ジョブ型雇用と、IT人材
2024/01/12 更新
企業のデジタル対応の遅れ
(1)GAFAのようなスタートアップ企業が成功し、デジタル技術の活用が、企業が生き残る必須条件となりました。
(2)しかし、日本企業のデジタル対応が成功しているとはいえない状況です。
社内の社員SEがいないこと
(1)日本では、SEの4人中3人が、ベンダー企業で働き、社内の社員SEは1人です。
(2)逆に、欧米では、SEの4人中1人が、ベンダー企業で働き、社内の社員SEは3人です。
(3)日本では、社内で社員として、ITの専門家として働く人材はほとんどいません。
社内で常駐しているITスタッフは実は、ベンダーから出向となっているベンダー会社の社員であることがほとんどです。
(4)このような状況下では、社内のシステム化のノウハウが蓄積されません。
システムを発注する難しさ(要件定義の難しさ)
(1)要件定義は、発注会社が必要としている機能、システム会社が作るべきシステムの機能を明確にしたものです。
(2)システム開発はIT業者にお金を出せば開発できるものではありません。例えば、運送会社が業務の一部についてシステム開発をIT会社に依頼するとします。IT業者は、運送業務について知りません。発注者から言われた機能を追加します。必要な機能を全て言語化するにはノウハウが必要です。
(3)そのため、IT業者にシステム発注したが、実際に完成したものが使えない、というになるのです。
デジタル人材の確保と、ジョブ型雇用
(1)デジタルのスキルを有した人材は若く、市場では年齢に比して高待遇でした。そのため、企業の社員として採用するには、給与体系・人事制度で対応するには問題がありました。

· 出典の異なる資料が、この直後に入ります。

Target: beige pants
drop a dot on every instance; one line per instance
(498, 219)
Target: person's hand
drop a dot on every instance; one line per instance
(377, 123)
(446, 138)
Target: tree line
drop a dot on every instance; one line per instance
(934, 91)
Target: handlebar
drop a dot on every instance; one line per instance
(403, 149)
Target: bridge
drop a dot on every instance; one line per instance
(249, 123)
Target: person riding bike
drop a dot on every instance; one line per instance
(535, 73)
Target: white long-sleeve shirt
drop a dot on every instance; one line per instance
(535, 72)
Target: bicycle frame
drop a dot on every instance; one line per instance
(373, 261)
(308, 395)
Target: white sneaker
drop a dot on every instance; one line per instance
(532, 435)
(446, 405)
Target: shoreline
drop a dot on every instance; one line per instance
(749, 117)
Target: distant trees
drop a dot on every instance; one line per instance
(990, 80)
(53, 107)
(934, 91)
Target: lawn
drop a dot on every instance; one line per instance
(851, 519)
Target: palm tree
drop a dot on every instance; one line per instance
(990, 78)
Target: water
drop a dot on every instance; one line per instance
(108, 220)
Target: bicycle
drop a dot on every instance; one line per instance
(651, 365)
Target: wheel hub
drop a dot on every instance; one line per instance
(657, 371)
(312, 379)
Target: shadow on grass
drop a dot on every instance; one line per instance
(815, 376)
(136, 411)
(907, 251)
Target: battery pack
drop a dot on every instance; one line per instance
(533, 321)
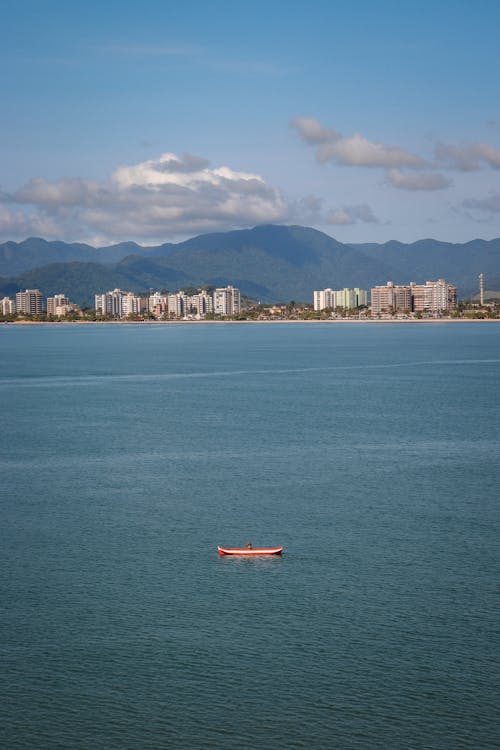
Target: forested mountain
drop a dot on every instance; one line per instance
(269, 263)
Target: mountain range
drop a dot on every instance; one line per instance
(269, 263)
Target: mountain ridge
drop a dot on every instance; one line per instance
(270, 262)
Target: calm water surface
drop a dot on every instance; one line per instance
(129, 452)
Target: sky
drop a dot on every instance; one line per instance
(157, 121)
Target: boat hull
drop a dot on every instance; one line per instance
(250, 552)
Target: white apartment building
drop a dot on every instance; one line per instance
(58, 305)
(7, 306)
(131, 305)
(117, 303)
(199, 304)
(433, 296)
(29, 302)
(348, 298)
(227, 301)
(390, 298)
(324, 298)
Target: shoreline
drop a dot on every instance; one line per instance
(341, 321)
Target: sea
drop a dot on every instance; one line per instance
(371, 451)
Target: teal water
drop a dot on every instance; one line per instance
(129, 452)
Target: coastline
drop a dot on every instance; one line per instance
(341, 321)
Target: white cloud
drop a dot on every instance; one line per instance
(355, 150)
(467, 157)
(417, 181)
(160, 198)
(351, 215)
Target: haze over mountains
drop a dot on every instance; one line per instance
(269, 263)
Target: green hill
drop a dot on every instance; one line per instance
(269, 263)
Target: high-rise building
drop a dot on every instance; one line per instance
(347, 298)
(227, 301)
(324, 299)
(29, 302)
(58, 305)
(117, 303)
(131, 305)
(431, 297)
(7, 306)
(390, 298)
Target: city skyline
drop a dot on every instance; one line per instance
(158, 122)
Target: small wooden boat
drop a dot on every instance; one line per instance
(249, 551)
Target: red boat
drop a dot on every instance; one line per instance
(249, 551)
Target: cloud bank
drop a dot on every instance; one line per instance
(169, 196)
(158, 199)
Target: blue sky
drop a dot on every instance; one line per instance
(156, 121)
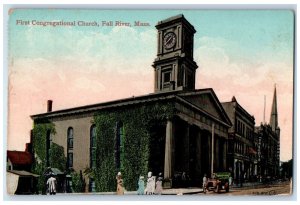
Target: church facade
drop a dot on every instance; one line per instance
(177, 130)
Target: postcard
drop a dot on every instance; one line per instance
(150, 102)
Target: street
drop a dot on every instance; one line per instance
(273, 189)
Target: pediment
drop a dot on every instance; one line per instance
(207, 101)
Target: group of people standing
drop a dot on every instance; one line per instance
(153, 185)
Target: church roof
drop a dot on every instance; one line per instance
(195, 99)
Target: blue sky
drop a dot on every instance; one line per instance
(246, 31)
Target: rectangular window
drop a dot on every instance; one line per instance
(70, 159)
(167, 77)
(70, 143)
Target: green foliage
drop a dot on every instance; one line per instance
(137, 122)
(78, 183)
(56, 155)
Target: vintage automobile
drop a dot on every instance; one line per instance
(219, 181)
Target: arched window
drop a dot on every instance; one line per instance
(119, 145)
(93, 146)
(70, 140)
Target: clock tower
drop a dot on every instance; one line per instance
(174, 66)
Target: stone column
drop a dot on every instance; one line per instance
(168, 150)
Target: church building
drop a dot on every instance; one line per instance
(177, 130)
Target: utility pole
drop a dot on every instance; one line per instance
(212, 148)
(264, 109)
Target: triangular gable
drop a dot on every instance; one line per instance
(207, 100)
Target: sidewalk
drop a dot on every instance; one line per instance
(179, 191)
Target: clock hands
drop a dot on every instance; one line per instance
(169, 39)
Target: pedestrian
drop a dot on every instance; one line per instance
(150, 187)
(230, 180)
(51, 184)
(158, 188)
(141, 185)
(204, 183)
(120, 189)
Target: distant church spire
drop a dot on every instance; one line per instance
(274, 114)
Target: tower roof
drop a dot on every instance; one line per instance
(274, 114)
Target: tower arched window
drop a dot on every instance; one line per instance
(70, 144)
(92, 187)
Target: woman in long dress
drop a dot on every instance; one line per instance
(120, 189)
(158, 188)
(141, 185)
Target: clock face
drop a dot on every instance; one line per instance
(169, 40)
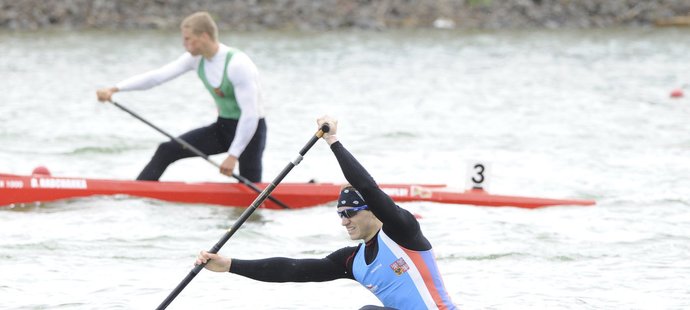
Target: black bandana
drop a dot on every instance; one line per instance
(349, 197)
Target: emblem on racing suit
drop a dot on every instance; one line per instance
(219, 92)
(400, 266)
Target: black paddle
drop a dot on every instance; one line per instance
(245, 215)
(199, 153)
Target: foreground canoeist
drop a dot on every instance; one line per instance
(396, 262)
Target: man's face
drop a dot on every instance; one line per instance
(360, 226)
(192, 43)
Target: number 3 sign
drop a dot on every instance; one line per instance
(478, 175)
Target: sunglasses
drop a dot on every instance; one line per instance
(348, 213)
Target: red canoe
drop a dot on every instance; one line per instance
(18, 189)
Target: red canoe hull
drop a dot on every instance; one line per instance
(16, 189)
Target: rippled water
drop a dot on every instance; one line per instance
(581, 114)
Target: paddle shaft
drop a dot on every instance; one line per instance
(245, 215)
(199, 153)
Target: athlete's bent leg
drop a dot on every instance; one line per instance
(251, 159)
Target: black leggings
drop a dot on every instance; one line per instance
(210, 140)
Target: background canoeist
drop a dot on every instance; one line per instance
(396, 262)
(232, 79)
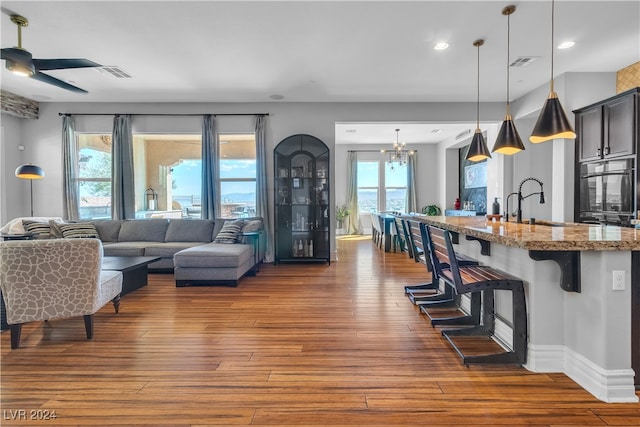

(2)市場から人材を確保するために、お願いする仕事内容を明確して、市場価格で給与水準を決めて、内部及び外部から希望者を募るジョブ型雇用の動きが始まりました。
採用したデジタル人材が離職してしまう。
(1)企業のデジタル化を進めるのであれば、経営者が(システム開発はIT業者にお金を出せば開発できるものではないこと)システム開発について勉強し、リスクを負ってでもこれを進めていくことを本気で社員に伝えることが必要です。
(2)経営者が、デジタル化について学び、デジタル化に本気に取り組むことが必要です。
(3)この下準備が十分でないために、せっかく入社したIT人材は失望し辞めてしまうことも多いです。